>Q: We adopted a kitten from a shelter, and at only 7 months she already weighs 14 pounds. We feed her a half a can of canned food each morning and have dry food available all the time. Sparky even sleeps near the food bowl and eats often. How can we help Sparky lose weight?
-- D.H., Las Vegas
A: Dr. Jane Brunt, executive director of the nonprofit cat advocacy CATalyst Council, says, "It's great you're concerned about your cat's weight, as this is a critical issue. It sounds like Sparky may be obese, which can lead to health problems. See your veterinarian to insure Sparky is healthy and also to devise a [weight-loss] plan."
That plan will likely include adjusting Sparky's diet, as well as the way you feed this cat. You may be urged to feed Sparky on a schedule rather than leaving food out all the time. "When he looks for food, instead take a toy and play, or groom him," says Brunt, of Baltimore.

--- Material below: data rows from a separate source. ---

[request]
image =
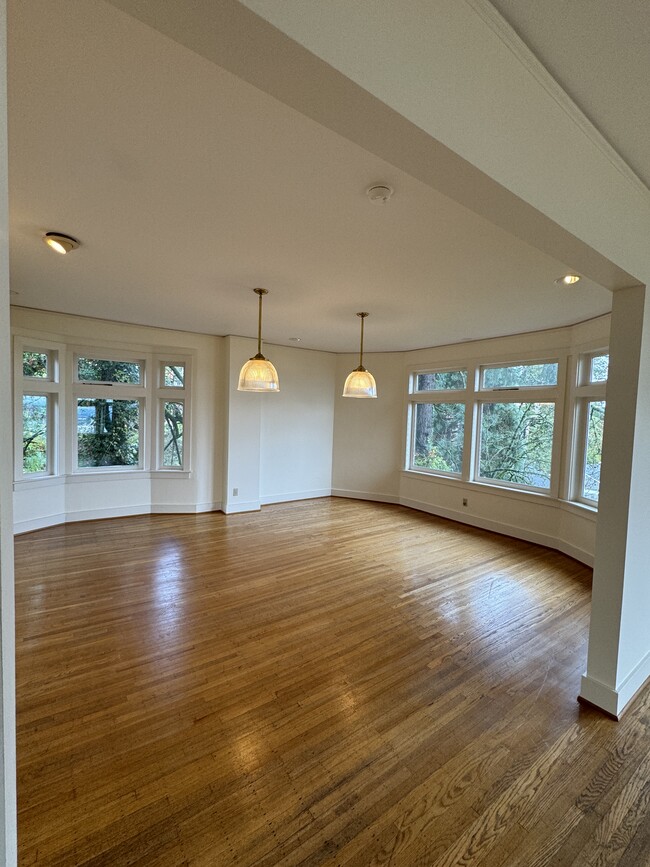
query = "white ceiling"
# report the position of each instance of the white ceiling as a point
(188, 187)
(599, 52)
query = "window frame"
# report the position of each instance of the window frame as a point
(475, 396)
(585, 391)
(50, 387)
(172, 394)
(434, 397)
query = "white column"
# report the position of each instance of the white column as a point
(619, 637)
(243, 433)
(8, 834)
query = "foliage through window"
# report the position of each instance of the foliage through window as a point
(520, 375)
(106, 370)
(36, 364)
(173, 421)
(441, 380)
(35, 433)
(517, 443)
(439, 430)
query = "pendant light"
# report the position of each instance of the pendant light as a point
(258, 374)
(360, 383)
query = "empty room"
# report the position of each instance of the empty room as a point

In fact, exercise is a good idea. Hiding treats in food-dispensing toys and puzzles would also force Sparky to exercise as she searches for the goodies.

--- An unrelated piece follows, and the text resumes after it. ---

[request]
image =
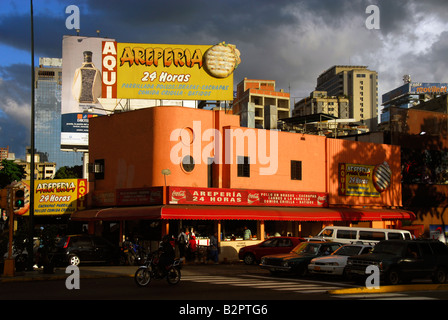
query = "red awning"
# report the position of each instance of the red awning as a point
(191, 212)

Work with your veterinarian to develop a schedule, so you can keep tabs on Sparky's weight loss. And, of course, no crash diets!
Q: We've had our 7-month-old Shih Tzu for just 10 days. Over the past five days, he's been having strange episodes -- running around the house licking the floor or cabinets, then vomiting. What's going on?
-- P.M., via cyberspace
A: Veterinary behaviorist Dr. Gary Landsberg, of Thornhill, Ont., suggests your dog has "a gastrointestinal problem, not a behavior issue. Your veterinarian might suggest a limited protein diet for allergies to see if that clears up this problem. Also, checking for intestinal parasites makes sense.